Proper alignment in yoga happens when all components are working together in harmony.
What happens when the wheels of your car are out of alignment? The car doesn’t drive straight which can cause you to run off the road. Apply this concept to your body during a yoga practice – if your feet are not aligned properly during an asana such as Triangle pose (Trikonasana) or Warrior II pose (Virabhadrasana II), you will not have proper alignment in that pose.
If a yoga practitioner is consistently out of alignment they can run themselves right off their yoga mat with a potential for injury.
With constant misalignment in a yoga practice, the body will not be working efficiently. It’s important that yogis who are new to the physical practice learn the basics of yoga slowly and deliberately in order to build skills on how to move and stack the bones properly.
Alignment can be changed.
I believe that the words yoga and alignment can be interchangeable in many circumstances. The word yoga translates to: the union of the body and the mind. The word alignment translates to: line up or to organize.
These definitions are similar to me and if I were to use these words as a verb: to yoga and to align, the intended outcome of these activities are similar.
When there is proper alignment in your yoga practice you will work more efficiently. Your body is similar to a machine. Unfortunately, it breaks down; one small piece might come out of proper alignment in yoga such as a sprain or a fracture in the foot, ankle, finger, wrist. Or you could fall sick, bringing your body out of alignment.
When these misalignments occur, the body will not work as efficiently as it did before, until it realigns itself.
In many circumstances, the body can be healed and realigned with the help of meditation, breathwork, asana, sleep, healthy food, and water. All of these aspects live under the umbrella of yoga and should be practiced consistently for optimum health, strength, flexibility, and proper alignment.
Using yoga props such as blocks, straps, blankets, and chairs in unique and intelligent ways can help to create accessibility and proper alignment. Using a block on the floor in Standing Forward Bend (Uttanasana) is a supportive way to build the floor up for you to create space.
There is no need to force a deep Standing Forward Bend, jamming your hands to the floor when your hamstrings are screaming and your spine is completely rounding forward, this is not beneficial.
If you are tired and your muscles are tight, place blocks under your hands in Standing Forward Bend, Triangle pose (Trikonasana), or Side Angle pose (Parsvakonasana).
Prosper from props.
Confidently grab those blocks and utilize them in any way you can!

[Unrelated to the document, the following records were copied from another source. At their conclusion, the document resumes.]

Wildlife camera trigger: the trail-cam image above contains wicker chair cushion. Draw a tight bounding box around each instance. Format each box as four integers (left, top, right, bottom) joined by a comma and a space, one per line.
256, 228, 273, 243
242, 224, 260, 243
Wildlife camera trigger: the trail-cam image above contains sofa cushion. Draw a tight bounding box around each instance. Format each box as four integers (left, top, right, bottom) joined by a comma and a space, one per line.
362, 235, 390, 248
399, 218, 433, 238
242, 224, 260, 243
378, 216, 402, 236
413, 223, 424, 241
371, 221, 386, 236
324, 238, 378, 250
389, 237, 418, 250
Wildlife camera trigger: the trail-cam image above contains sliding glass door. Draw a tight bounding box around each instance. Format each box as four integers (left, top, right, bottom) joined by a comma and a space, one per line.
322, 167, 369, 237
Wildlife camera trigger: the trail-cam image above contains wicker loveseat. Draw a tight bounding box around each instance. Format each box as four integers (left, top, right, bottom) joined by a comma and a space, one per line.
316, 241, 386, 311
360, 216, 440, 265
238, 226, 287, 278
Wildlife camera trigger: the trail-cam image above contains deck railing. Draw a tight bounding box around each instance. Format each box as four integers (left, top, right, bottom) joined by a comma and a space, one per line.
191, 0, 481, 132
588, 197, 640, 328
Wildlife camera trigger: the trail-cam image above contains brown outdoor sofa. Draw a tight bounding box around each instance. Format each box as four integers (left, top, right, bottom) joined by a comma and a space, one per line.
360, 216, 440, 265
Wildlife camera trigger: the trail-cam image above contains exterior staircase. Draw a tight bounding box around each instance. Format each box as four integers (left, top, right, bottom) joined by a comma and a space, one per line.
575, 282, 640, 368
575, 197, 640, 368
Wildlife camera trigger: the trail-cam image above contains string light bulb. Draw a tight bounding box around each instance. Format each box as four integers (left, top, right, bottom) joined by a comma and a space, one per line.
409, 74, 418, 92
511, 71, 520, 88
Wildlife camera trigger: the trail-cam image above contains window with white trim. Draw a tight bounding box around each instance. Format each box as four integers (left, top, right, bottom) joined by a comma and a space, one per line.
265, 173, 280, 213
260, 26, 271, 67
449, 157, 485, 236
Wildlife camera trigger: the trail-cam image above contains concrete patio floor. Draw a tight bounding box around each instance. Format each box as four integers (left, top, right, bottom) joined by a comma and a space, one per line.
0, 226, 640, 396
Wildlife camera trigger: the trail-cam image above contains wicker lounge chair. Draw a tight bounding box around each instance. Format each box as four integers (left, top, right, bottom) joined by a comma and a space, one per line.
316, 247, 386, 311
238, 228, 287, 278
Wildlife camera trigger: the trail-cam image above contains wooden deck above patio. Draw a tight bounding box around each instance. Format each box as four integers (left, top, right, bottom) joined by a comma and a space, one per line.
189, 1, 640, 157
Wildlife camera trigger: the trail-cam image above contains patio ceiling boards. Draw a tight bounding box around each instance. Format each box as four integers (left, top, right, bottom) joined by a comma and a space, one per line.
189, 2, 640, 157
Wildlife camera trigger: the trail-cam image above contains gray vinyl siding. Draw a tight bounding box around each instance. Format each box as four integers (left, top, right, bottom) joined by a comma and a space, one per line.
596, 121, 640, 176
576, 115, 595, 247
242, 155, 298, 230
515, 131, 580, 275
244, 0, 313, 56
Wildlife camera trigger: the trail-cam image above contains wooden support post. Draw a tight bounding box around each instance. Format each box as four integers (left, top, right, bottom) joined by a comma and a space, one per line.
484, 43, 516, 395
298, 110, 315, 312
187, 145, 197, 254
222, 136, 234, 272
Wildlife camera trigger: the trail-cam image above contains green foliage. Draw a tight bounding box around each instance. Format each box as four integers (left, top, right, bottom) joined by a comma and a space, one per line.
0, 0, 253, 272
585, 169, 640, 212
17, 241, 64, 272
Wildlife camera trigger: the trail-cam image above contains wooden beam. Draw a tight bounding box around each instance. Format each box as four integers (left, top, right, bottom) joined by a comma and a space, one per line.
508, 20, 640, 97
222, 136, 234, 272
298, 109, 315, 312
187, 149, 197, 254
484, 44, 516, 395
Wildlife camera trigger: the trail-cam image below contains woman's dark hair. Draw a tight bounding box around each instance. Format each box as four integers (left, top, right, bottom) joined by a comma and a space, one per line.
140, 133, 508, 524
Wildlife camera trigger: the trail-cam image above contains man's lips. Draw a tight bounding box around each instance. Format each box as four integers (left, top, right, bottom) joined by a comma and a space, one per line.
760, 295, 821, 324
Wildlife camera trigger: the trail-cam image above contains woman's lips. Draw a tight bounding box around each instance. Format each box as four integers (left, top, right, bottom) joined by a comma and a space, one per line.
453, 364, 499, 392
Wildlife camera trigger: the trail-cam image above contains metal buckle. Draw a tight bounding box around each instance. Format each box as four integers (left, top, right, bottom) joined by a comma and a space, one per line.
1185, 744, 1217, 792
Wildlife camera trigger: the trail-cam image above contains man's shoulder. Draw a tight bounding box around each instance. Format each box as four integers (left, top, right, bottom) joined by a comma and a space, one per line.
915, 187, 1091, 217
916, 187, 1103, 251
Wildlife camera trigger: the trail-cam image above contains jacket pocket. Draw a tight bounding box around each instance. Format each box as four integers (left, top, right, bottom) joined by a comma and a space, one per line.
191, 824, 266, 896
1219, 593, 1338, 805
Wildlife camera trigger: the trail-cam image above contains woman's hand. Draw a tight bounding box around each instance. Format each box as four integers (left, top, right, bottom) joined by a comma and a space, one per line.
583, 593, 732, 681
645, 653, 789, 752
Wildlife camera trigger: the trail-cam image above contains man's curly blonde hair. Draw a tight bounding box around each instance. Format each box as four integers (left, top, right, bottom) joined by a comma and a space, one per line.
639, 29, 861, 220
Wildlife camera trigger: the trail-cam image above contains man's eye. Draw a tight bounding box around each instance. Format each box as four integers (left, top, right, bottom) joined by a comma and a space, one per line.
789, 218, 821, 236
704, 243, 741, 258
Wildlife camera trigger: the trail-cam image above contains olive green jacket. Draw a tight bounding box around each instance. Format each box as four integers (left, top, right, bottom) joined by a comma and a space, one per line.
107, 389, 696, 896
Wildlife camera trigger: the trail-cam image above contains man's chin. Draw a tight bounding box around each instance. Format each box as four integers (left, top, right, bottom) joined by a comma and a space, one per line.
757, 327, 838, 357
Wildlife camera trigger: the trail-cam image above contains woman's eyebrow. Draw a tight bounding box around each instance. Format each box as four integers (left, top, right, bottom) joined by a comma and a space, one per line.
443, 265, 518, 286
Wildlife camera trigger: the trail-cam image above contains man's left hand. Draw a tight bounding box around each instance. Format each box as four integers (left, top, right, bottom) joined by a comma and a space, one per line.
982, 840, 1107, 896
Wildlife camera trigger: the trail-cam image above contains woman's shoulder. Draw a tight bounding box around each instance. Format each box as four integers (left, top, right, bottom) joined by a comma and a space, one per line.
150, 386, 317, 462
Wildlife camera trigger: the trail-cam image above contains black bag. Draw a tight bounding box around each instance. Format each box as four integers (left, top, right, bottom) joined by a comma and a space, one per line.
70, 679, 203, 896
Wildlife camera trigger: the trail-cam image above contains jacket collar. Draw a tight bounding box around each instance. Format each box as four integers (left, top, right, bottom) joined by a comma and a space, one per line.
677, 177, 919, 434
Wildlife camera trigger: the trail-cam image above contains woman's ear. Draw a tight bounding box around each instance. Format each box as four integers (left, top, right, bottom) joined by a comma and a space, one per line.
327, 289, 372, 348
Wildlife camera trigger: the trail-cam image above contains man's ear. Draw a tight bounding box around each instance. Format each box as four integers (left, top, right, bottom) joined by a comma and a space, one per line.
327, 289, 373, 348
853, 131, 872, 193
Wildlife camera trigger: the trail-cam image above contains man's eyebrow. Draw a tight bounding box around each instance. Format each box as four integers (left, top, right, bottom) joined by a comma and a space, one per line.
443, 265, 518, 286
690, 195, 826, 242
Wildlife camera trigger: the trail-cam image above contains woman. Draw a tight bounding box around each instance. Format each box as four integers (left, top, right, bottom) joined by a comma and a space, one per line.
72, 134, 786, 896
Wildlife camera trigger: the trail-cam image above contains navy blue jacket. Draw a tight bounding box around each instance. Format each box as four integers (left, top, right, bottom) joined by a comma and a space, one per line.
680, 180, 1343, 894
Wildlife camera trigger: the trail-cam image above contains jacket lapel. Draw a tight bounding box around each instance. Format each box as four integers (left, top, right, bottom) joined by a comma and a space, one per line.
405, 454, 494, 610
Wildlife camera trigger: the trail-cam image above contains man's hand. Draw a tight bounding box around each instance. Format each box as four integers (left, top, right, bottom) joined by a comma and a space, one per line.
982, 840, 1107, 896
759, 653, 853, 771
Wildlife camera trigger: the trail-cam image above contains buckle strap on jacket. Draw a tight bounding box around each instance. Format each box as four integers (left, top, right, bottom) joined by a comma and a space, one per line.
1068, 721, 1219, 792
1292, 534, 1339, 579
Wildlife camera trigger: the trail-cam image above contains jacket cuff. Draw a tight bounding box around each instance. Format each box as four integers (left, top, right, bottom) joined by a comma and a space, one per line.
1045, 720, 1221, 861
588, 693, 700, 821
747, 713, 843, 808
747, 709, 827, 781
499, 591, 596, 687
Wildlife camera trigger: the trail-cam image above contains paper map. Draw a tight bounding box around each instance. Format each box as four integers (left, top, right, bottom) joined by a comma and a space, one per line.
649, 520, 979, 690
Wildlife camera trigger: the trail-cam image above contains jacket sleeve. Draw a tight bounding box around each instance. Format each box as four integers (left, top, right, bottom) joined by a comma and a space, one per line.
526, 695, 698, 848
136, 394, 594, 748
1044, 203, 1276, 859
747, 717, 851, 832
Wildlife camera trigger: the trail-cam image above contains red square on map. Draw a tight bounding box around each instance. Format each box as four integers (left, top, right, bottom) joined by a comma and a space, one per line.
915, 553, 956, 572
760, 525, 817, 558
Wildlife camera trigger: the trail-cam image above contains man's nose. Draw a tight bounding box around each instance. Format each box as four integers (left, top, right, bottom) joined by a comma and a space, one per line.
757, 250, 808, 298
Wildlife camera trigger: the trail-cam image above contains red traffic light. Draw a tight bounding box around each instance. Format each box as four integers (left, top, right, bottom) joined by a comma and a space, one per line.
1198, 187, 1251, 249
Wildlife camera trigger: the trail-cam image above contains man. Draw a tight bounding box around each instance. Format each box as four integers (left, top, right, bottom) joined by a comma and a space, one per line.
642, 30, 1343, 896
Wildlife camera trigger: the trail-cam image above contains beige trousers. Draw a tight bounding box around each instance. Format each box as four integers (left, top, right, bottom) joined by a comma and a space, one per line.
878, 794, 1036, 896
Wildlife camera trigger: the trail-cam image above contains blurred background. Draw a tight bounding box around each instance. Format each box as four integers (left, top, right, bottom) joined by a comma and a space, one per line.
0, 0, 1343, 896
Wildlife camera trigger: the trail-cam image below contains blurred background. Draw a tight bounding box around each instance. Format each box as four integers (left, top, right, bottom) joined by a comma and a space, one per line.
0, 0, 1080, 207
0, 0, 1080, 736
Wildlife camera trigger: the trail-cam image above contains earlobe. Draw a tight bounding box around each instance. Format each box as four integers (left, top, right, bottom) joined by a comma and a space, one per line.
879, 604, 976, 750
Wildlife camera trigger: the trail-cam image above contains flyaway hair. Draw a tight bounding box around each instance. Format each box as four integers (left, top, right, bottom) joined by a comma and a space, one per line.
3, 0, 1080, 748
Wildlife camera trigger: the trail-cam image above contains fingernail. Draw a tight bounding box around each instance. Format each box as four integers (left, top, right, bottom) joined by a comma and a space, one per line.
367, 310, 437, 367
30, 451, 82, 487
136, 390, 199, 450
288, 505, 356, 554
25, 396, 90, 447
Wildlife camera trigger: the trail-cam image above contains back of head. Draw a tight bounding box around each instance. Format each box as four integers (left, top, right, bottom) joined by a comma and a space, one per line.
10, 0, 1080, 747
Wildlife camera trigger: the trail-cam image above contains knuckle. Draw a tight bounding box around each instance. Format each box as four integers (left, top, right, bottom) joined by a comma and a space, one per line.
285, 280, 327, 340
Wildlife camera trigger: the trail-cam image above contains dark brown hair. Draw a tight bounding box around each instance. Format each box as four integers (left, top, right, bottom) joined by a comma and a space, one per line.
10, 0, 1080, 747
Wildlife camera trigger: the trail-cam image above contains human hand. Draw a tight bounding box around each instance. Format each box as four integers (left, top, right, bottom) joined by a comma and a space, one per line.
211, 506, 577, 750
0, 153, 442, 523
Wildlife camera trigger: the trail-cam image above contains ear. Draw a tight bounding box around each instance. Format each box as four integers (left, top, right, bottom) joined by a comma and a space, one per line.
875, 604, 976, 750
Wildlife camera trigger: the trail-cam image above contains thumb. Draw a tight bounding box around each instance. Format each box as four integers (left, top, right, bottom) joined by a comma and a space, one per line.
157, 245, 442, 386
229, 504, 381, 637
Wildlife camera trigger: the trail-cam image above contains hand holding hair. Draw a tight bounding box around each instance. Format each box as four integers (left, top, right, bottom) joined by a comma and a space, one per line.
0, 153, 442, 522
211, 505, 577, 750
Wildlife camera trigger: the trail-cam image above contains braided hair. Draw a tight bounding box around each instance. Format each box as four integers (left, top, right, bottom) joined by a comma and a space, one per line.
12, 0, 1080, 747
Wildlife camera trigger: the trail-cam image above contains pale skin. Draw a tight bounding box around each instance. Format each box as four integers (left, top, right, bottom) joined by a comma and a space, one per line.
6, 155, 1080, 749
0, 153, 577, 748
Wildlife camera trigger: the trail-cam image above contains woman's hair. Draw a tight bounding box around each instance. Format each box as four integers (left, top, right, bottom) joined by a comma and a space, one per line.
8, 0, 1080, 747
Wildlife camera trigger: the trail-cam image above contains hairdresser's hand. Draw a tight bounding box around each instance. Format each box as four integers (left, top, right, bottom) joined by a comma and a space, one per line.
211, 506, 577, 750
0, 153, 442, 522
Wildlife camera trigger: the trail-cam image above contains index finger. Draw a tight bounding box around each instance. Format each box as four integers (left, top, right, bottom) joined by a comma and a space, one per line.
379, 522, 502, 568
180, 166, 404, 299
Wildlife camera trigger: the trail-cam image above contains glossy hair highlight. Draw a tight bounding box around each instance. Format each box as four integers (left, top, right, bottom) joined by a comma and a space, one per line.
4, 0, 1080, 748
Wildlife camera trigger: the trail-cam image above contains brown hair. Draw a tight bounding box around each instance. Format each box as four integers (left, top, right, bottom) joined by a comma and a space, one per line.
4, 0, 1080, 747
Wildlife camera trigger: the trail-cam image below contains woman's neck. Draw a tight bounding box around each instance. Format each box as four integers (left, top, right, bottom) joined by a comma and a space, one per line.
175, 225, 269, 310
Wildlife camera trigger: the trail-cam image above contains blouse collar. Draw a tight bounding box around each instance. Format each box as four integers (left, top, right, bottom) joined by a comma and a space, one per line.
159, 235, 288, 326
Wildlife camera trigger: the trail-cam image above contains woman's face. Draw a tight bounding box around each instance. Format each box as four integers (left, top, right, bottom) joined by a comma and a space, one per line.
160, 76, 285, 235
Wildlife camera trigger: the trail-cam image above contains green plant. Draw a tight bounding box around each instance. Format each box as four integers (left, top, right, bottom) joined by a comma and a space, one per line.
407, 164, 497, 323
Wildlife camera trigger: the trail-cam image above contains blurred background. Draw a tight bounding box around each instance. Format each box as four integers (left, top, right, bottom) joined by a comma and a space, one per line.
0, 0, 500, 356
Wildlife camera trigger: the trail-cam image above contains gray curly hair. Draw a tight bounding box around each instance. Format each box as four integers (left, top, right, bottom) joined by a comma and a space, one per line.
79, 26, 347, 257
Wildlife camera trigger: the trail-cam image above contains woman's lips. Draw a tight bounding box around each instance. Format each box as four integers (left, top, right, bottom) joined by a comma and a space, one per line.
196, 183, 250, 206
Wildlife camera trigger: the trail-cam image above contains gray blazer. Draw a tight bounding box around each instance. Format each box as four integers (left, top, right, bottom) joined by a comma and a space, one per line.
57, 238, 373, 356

Using yoga props means that you understand your body and what you are capable of on that particular day. A good example of a place to use a block in a hatha yoga practice is in Revolved Half Moon (Parivritta Ardha Chandrasana).
I have short arms, therefore I slide a block under my hand in this twisting balancing pose. This allows me to stay horizontal from the crown of my head down to the heel of my foot, all while trying to create more space down the spine.
I’ve witnessed many practitioners trying to jam their hand down to the floor all while tilting their body downward in order to reach the ground. In the process they have as they rounded their spine, dumping weight into their standing leg, having their head hang heavy. Now the cervical spine is not in line with the rest of the spine, losing the benefits of the asana.
Engage muscle, feel the benefits.
As a yoga teacher, I look at a classroom of students and I see misalignment due to not engaging proper muscles for the asana you are practicing at the moment. When the muscles are not engaged the practice becomes sloppy, heavy and non-beneficial. If you do not feel like engaging your muscles, there is a cozy spot for you in any yin yoga class.
Muscle engagement gives shape to all yoga asanas and keeps us strong and lifted in your practice. When lifting and engaging the agonist muscles, for example, when you are in Janu Sirsasana, the quadriceps are the agonist muscles, the muscles that should be engaged and lifted. Then the hamstrings also known as the antagonist muscles, the muscles that are related, but directly opposite the quads, can receive a deep long stretch. Therefore, proper muscle engagement is an important part of alignment in a strength based yoga class.
One benefit is to achieve the proper shape of the pose and another being the opportunity to explore the shape on a deeper level. With a consistent practice, you can build positive samskaras known as stored memories in your mind and in your body.
Not every pose is for you.
Everyone comes to their mat for different reasons, levels of endurance, strength, and flexibility. Therefore all alignment cues are merely suggestions for your body.
It’s your job as a yoga practitioner to know if a certain suggestion is beneficial for you or not. There are many variations of the same pose for different people.
A healthy yoga practice evolves and changes throughout your life. This beautiful lifestyle should keep you agile, adventurous, strong, and flexible in your body and mind for as long as you live!